I am using DEXSeq for differential exon usage tests. In the vignette of producing ExonCountSet object: http://bioconductor.org/packages/devel/data/experiment/vignettes/pasilla/inst/doc/create_objects.pdf, the author used dexseq_prepare_annotation.py to convert the GTF file to GFF file. In the GFF output, I see that (since the GTF is downloaded from Ensembl) the gene_id's start with "ENSG".

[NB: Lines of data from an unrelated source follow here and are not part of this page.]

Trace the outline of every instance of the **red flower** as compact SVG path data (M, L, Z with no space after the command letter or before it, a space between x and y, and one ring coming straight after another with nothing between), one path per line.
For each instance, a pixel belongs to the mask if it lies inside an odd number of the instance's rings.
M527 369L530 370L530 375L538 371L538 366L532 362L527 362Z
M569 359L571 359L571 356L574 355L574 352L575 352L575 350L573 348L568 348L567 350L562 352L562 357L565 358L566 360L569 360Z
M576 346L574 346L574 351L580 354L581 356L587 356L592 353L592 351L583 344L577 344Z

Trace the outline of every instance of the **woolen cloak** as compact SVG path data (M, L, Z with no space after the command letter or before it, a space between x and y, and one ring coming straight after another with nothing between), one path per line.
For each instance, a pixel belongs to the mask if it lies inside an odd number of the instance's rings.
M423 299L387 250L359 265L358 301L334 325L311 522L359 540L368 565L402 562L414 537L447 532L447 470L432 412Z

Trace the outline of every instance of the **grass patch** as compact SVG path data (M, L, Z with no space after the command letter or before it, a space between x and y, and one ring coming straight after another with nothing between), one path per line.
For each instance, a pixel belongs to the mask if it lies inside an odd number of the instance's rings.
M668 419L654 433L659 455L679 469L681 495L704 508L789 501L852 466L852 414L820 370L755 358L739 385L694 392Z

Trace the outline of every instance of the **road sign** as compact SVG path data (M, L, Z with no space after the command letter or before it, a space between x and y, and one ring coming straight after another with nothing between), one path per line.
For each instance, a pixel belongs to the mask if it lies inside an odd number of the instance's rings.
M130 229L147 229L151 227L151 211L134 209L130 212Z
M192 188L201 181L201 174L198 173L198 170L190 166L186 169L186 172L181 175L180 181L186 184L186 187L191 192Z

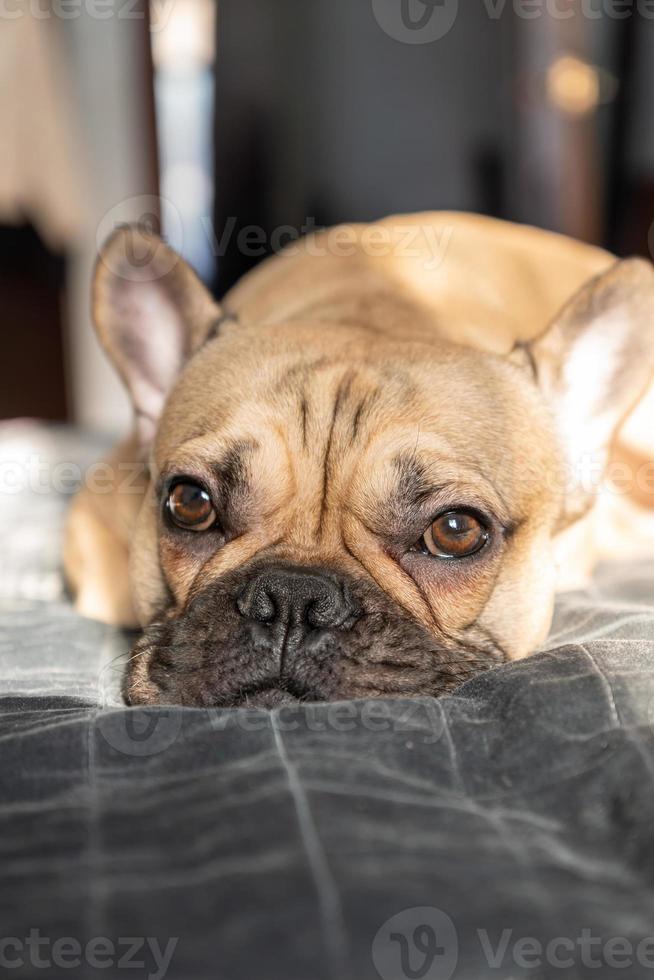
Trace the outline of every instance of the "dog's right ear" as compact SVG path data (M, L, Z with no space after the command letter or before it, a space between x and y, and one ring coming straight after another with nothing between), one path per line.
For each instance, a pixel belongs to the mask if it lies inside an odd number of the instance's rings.
M220 319L220 308L158 235L124 225L98 256L93 319L132 399L139 439L147 444L177 376Z
M616 262L525 349L574 476L572 520L590 506L613 440L654 376L654 267Z

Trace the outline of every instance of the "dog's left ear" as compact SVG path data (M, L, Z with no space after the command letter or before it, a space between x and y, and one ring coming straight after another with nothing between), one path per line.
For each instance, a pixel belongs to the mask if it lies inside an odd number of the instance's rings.
M574 477L569 503L583 510L591 468L603 472L614 436L654 376L654 267L616 262L527 351Z
M93 319L132 399L142 443L151 441L184 363L219 318L195 272L158 235L124 225L105 242L95 267Z

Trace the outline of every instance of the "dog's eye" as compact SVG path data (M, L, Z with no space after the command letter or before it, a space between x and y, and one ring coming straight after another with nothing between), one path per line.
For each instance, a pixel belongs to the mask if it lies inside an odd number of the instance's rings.
M190 531L206 531L216 520L211 497L197 483L177 483L166 501L173 523Z
M480 551L488 538L488 530L474 514L451 510L429 525L420 543L437 558L467 558Z

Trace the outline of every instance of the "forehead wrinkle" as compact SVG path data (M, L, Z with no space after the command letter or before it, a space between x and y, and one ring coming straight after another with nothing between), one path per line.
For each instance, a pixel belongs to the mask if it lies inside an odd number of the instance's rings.
M346 402L350 394L353 380L354 371L352 370L347 371L341 377L338 387L336 388L336 395L332 404L331 419L329 421L329 428L327 430L327 439L325 442L323 455L322 492L320 497L320 513L318 514L318 537L320 537L322 534L325 516L329 508L328 495L329 485L333 475L332 453L335 443L334 432L336 429L336 423L338 421L341 406Z
M302 445L307 448L307 426L309 424L309 402L307 401L306 392L302 392L300 396L300 428L302 430Z
M214 475L226 493L233 494L247 488L249 483L247 464L258 448L259 443L254 439L235 439L214 461L212 465Z
M198 435L185 439L178 446L170 450L168 457L163 463L162 469L169 466L171 462L177 463L178 460L200 459L202 462L210 464L216 458L216 454L230 448L238 440L234 435L220 435L215 430L207 430Z
M275 380L269 387L273 403L279 406L279 410L284 412L287 408L285 399L291 398L295 403L294 418L297 419L300 431L301 443L304 449L308 448L308 430L310 424L310 390L314 381L313 375L323 373L335 368L338 360L327 355L315 358L313 361L300 360L291 364L290 367L279 371Z
M425 501L452 491L479 495L505 526L515 523L514 512L487 474L475 464L457 462L454 455L426 457L417 449L407 450L396 453L384 465L384 471L388 480L377 483L376 490L367 495L368 517L376 513L380 526L388 523L391 514L400 523L410 521ZM359 509L354 509L365 523Z
M252 438L225 437L213 433L183 443L165 460L163 473L184 470L189 476L208 474L223 490L234 492L247 485L249 458L259 449Z
M371 391L366 392L366 394L359 401L359 404L352 413L352 434L350 437L351 445L361 438L365 425L370 419L371 412L375 405L379 402L380 397L380 389L373 388Z
M415 453L395 456L393 467L398 474L395 496L400 502L415 506L433 490L426 467Z
M304 388L312 374L334 367L335 364L336 361L326 355L309 362L296 361L280 371L272 384L273 394L286 394L289 390Z
M336 430L340 430L340 437L343 439L343 447L352 448L354 444L364 437L366 423L376 404L381 398L381 390L372 387L364 391L361 397L357 398L356 388L363 387L361 375L352 368L346 371L341 378L334 402L332 403L331 421L328 426L328 438L326 446L334 443ZM307 430L311 415L311 401L308 386L305 386L299 395L299 422L303 436L303 444L307 446ZM349 432L347 431L347 421L349 420ZM326 449L327 452L327 449Z

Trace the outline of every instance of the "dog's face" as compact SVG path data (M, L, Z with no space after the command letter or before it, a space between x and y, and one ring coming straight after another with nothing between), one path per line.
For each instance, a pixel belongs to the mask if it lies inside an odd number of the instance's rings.
M546 399L578 399L566 365L582 321L610 315L617 333L618 286L643 268L610 273L592 316L577 298L502 358L356 324L221 320L181 262L155 274L165 246L124 234L150 261L116 275L124 241L109 243L96 319L151 446L129 700L440 694L531 652L551 618L553 542L589 503ZM596 396L589 453L634 397L623 332L620 392Z
M560 465L540 408L474 351L223 327L154 444L133 578L163 622L132 695L436 692L537 642Z

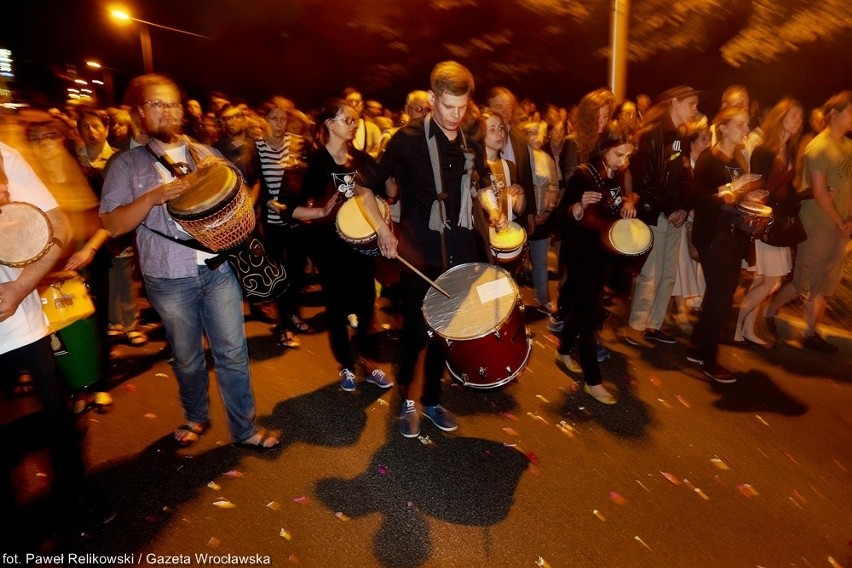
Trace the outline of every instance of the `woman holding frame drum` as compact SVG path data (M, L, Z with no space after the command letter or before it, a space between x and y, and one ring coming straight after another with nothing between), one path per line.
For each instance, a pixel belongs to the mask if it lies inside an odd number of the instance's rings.
M750 190L760 176L747 173L748 164L741 152L748 121L748 109L727 107L719 111L713 120L718 142L698 156L688 189L695 208L692 244L698 249L707 290L686 358L701 365L704 375L718 383L737 380L717 361L722 325L731 310L750 237L736 227L736 205L740 201L756 203L767 195L763 189Z
M566 269L560 301L568 315L560 335L557 363L568 370L577 368L570 351L574 342L578 341L580 368L585 382L583 390L602 404L616 403L615 397L601 384L595 347L600 314L598 306L607 269L613 262L604 238L614 219L611 190L623 187L631 152L633 143L629 130L612 123L604 130L589 162L577 167L568 179L565 195L556 211L556 222L560 223L566 236L560 251ZM617 214L623 215L624 211L622 208Z
M340 387L354 391L359 361L353 347L363 345L373 321L375 262L341 238L335 229L335 217L338 205L355 197L356 184L363 185L363 180L372 179L376 162L369 154L352 146L358 113L346 101L334 99L325 103L317 110L315 118L317 138L322 145L308 159L302 198L304 205L325 203L325 211L329 214L309 227L308 252L319 268L326 301L328 339L340 365ZM372 195L367 198L373 199ZM354 319L350 318L353 314ZM355 327L356 341L350 340L350 327ZM370 370L366 380L383 389L393 386L379 368Z

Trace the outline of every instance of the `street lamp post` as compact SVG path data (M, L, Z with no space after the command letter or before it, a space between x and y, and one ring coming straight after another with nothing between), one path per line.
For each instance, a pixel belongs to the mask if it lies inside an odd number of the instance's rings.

I know that the next step is to use dexseq_count.py on the GFF and SAM files to generate counts. However, because currently we have the count data file (which we prefer to use), we are hoping to use our own counts (i.e. the treated2fb.txt as in the vignette example) for the analysis. The issue is that, our count files contain EntrezGene ID's, NOT Ensembl IDs, and the conversion between the two is not bijective (i.e. 1-1). Therefore, we I run the read.HTSeqCounts() function in R, the error message "Count files do not correspond to the flattened annotation file" appears.
(1) is Ensembl GTF the only input for dexseq_prepare_annotation.py? It seems the resultant GFF file contains only Ensembl gene IDs, accordingly...
(2) in my case of non-Ensembl gene IDs, how can I instruct or manipulate the codes to generate an ExonCountSet object?